If colleges and universities are putting lives on the line by reopening, they need to be fully transparent and provide a daily dashboard showing the number of tests, infections, and hospitalizations among staff and students both on and off campus. This type of transparency may help buy some community trust, and it also helps everyone learn which campuses are doing well in outbreak prevention. A team of independent public health experts recently started a website that rates university dashboards for these reasons. Seventeen out of the 175 universities rated so far received an A, the highest rating, based on criteria such as whether they state how soon test results come back and whether they report on city/county data (which acknowledges “the potential effects on and from surrounding communities”).

The challenge is that it looks as if you need to institute all of these strategies together to maximize chances of success. Focusing on just one or a few, rather than adopting a comprehensive integrated approach, has led to outbreaks.
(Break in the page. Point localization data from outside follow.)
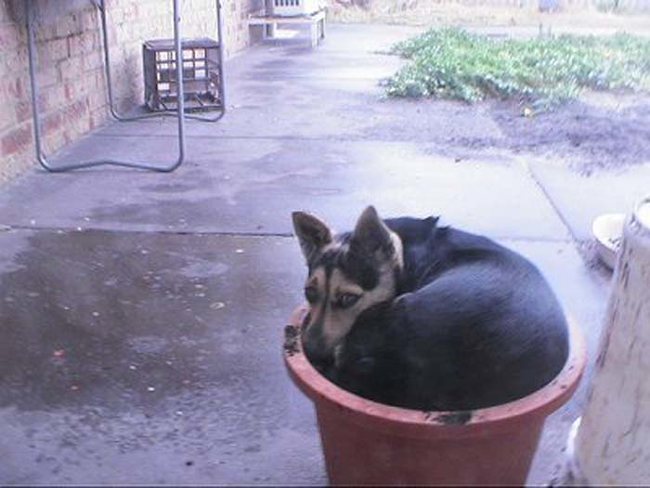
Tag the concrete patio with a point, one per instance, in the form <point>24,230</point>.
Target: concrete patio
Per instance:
<point>142,314</point>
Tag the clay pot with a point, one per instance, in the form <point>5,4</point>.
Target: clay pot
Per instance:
<point>368,443</point>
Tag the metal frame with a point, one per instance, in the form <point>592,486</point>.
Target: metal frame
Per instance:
<point>101,5</point>
<point>180,112</point>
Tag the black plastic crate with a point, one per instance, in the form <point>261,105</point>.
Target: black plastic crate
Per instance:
<point>201,74</point>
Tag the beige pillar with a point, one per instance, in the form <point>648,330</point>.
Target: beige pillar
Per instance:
<point>612,442</point>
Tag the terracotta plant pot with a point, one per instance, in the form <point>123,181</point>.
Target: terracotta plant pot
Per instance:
<point>367,443</point>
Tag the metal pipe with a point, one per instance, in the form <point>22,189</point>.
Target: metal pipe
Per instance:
<point>109,79</point>
<point>40,156</point>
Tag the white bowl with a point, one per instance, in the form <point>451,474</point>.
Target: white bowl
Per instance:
<point>608,231</point>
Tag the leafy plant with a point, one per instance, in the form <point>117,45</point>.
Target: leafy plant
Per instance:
<point>453,63</point>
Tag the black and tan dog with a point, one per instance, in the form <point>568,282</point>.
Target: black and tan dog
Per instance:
<point>408,313</point>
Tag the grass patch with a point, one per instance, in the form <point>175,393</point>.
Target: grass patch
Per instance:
<point>452,63</point>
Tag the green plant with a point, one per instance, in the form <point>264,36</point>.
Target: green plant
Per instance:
<point>452,63</point>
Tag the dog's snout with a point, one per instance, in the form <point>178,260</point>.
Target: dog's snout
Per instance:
<point>315,349</point>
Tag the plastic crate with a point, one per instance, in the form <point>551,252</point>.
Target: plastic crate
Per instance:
<point>291,8</point>
<point>201,74</point>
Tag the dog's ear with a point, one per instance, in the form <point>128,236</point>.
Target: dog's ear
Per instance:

University of Colorado, Boulder, for example, had one of the best protocols in the country for ensuring classrooms were ventilated, and the University of Notre Dame conducted high frequency COVID-19 testing—but their plans were upended when off-campus parties became super-spreading events. Several large universities (such as Harvard, Boston and Tufts universities) in Massachusetts have adopted a fairly similar collection of interventions mentioned above including quarantine, arrival and surveillance testing and dashboard transparency with differing levels of in person learning. For now, these universities and others pursuing more comprehensive measures in areas of low prevalence appear to have the best chances of averting outbreaks as we enter the fall.
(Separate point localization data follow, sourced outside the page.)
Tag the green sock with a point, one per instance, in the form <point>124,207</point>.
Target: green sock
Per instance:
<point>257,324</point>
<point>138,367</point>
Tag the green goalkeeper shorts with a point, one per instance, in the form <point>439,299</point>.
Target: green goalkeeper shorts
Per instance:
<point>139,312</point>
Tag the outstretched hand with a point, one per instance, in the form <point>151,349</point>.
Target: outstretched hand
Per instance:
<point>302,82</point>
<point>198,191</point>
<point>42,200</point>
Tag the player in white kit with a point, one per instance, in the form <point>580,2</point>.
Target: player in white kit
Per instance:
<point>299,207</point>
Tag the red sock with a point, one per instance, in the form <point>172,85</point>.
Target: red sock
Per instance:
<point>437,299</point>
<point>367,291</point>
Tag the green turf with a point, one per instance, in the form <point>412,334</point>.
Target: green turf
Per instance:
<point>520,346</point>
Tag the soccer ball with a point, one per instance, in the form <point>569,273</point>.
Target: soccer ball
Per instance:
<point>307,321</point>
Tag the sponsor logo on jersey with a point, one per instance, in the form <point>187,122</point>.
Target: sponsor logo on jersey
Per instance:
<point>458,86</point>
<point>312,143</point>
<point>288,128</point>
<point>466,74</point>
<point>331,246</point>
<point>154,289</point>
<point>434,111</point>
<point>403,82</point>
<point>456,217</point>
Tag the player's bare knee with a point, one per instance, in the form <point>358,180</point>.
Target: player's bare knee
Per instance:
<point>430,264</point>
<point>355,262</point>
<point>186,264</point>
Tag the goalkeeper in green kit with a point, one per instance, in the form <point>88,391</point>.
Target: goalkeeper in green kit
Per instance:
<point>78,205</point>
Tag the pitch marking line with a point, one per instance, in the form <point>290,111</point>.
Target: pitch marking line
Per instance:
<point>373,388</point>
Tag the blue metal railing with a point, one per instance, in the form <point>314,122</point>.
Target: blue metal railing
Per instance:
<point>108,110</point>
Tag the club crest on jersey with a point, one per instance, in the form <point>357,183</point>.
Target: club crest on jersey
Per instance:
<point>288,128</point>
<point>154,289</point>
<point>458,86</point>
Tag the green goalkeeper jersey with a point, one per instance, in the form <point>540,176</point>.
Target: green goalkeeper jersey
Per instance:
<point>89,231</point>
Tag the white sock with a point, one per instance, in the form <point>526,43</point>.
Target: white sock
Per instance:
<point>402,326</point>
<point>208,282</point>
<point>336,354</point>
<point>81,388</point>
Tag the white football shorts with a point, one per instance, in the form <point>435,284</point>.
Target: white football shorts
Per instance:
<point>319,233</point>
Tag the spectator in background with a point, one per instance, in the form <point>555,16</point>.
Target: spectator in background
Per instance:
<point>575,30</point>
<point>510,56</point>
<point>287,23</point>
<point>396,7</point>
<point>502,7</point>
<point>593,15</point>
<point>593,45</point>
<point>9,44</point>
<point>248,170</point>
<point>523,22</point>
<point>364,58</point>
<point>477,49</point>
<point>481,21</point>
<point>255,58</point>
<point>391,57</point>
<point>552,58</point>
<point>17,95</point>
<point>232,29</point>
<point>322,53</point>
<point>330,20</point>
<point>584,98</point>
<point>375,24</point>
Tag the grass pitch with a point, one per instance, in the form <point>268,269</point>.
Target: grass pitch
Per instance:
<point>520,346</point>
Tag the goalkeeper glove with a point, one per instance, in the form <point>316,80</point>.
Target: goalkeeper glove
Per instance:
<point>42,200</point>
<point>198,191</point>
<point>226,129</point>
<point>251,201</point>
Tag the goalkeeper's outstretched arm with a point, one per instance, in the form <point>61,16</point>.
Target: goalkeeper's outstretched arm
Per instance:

The interventions we’ve described take resources and, as with K-12 schools, this pandemic is going to worsen inequality in learning at the college level, as private universities can leverage more resources and wealthier students have a much larger range of options. Public institutions of higher learning need government support, not just to stay afloat but to ensure that they can offer high-quality digital education to students of all income levels. We are already seeing economically disadvantaged minority and rural students dropping out of college at higher rates. Private universities should consider partnering with public universities in their cities during these difficult times to share resources such as testing (large university labs at private universities could run some extra batches of tests at little cost). And we urgently need more information on best practices and logistic hurdles in digital learning so schools that cannot open can at least adopt these practices. Data show that entering into this pandemic, most instructors in the U.S. did not have experience with digital resources.
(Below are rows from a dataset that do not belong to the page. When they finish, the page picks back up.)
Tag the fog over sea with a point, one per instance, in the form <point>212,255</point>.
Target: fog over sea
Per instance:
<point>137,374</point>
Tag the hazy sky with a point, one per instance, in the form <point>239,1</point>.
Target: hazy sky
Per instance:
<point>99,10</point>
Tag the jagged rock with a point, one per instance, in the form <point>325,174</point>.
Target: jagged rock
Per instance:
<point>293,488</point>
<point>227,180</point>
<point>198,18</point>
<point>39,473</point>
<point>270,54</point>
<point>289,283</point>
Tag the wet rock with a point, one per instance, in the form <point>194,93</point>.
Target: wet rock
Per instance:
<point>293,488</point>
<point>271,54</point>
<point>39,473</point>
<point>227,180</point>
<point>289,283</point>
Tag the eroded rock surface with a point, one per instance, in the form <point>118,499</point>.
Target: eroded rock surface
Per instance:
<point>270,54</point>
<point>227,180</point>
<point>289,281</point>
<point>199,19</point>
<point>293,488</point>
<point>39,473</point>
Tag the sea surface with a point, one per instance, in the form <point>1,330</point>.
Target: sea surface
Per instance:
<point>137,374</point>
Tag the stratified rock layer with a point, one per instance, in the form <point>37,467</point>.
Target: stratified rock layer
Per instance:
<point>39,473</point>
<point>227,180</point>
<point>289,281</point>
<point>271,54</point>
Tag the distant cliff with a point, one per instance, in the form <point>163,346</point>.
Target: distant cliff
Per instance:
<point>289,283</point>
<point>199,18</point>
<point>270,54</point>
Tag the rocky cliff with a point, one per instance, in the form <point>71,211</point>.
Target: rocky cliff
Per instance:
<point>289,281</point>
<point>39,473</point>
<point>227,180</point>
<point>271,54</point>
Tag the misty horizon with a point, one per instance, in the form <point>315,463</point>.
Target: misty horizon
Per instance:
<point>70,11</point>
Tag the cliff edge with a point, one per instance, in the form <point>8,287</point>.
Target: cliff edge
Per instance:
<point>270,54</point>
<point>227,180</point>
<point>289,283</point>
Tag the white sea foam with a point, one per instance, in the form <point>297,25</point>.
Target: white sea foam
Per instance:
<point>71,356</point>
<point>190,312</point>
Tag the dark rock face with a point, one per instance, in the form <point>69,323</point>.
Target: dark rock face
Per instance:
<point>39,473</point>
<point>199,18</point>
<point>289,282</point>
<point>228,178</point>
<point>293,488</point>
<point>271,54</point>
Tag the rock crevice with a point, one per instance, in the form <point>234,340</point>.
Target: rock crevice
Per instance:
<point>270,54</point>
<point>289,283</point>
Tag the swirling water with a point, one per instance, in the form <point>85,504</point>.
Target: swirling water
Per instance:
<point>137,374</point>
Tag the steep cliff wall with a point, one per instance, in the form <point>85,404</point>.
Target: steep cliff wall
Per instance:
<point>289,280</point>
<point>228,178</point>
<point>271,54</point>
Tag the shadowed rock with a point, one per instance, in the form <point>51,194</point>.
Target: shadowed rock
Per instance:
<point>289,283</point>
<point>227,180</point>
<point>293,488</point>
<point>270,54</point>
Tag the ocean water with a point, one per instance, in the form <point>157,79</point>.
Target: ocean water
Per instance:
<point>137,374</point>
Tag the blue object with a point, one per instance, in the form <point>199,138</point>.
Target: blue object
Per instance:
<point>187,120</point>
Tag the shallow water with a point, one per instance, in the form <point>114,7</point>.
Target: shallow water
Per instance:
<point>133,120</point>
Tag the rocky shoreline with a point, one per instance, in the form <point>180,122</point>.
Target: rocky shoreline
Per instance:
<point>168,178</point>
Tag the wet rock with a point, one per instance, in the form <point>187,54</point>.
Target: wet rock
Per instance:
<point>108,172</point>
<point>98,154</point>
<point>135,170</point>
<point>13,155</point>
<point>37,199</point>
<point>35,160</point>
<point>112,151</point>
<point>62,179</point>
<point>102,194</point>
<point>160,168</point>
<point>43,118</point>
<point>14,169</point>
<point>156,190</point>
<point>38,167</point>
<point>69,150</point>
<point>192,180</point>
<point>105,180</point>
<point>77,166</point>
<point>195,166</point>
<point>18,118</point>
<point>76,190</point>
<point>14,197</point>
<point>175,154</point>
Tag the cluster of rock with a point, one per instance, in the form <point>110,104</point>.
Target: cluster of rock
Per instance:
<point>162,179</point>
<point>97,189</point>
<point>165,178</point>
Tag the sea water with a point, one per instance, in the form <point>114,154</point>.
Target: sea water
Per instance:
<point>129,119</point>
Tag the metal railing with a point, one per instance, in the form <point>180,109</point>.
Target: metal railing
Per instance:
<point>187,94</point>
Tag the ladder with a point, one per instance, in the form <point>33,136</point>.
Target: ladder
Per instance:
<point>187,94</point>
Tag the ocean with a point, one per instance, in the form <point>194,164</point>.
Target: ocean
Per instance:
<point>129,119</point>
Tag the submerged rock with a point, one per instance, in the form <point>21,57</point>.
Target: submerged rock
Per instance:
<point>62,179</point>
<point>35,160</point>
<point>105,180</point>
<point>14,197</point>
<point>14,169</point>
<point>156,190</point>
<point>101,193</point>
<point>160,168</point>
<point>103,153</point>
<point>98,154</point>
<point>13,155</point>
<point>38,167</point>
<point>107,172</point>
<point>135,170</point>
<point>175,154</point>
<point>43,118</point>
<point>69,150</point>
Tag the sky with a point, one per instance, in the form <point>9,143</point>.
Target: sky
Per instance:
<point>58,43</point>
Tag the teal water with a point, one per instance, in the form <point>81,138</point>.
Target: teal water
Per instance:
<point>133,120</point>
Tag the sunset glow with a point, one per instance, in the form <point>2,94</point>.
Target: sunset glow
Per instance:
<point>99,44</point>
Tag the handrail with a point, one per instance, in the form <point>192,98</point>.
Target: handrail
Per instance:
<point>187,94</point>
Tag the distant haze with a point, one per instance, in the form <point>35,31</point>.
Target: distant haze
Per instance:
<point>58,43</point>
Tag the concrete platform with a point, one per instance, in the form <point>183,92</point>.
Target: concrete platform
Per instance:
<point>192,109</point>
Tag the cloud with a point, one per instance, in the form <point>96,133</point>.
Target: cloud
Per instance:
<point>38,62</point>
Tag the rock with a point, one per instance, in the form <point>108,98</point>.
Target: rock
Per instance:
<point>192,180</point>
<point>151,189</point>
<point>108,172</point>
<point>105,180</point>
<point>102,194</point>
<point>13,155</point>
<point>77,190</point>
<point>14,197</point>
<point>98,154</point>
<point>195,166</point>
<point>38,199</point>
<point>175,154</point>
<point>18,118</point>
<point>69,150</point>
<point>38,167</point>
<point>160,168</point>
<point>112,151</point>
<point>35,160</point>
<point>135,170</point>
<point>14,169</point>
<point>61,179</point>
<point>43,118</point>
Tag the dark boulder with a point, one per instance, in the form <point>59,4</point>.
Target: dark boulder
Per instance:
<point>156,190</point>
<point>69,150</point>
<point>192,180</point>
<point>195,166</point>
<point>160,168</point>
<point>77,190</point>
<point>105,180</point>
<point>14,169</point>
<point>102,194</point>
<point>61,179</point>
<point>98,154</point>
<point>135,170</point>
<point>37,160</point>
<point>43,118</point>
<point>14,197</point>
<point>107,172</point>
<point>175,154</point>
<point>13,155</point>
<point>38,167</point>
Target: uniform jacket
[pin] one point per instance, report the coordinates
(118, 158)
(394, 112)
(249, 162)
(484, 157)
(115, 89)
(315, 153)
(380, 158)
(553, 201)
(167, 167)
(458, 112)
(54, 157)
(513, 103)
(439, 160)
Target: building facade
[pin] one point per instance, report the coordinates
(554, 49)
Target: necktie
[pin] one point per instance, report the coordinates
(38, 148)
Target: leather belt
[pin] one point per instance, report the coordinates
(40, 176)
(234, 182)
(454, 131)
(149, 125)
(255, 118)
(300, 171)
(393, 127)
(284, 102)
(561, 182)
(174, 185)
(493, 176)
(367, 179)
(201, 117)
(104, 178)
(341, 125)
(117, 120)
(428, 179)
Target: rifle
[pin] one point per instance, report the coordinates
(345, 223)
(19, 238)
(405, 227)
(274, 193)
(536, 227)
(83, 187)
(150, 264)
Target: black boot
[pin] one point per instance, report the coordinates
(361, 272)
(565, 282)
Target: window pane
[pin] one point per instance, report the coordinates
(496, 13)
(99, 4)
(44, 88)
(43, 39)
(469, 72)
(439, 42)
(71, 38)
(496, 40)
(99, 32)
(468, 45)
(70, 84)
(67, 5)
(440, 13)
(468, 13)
Universities will also face even bigger challenges ahead because the virus isn’t going away any time soon—in fact, cases are currently rising in many states. And with the onset of colder weather, which drives greater indoor gathering, and flu and respiratory virus season, the fall and winter are likely to herald nationwide increases in COVID-19 cases. Schools also probably need to start thinking of this as a multi-year challenge. Even in a best-case scenario, vaccine-generated herd immunity in the U.S. won’t be reached until after late 2021—when a candidate vaccine is hopefully expected to be widely available—so we have at least another “pandemic school year” ahead.

It will take a serious investment of resources for American universities to reopen safely. But this is an investment worth making, as this pandemic will be with us at least until the end of 2021, and maybe longer.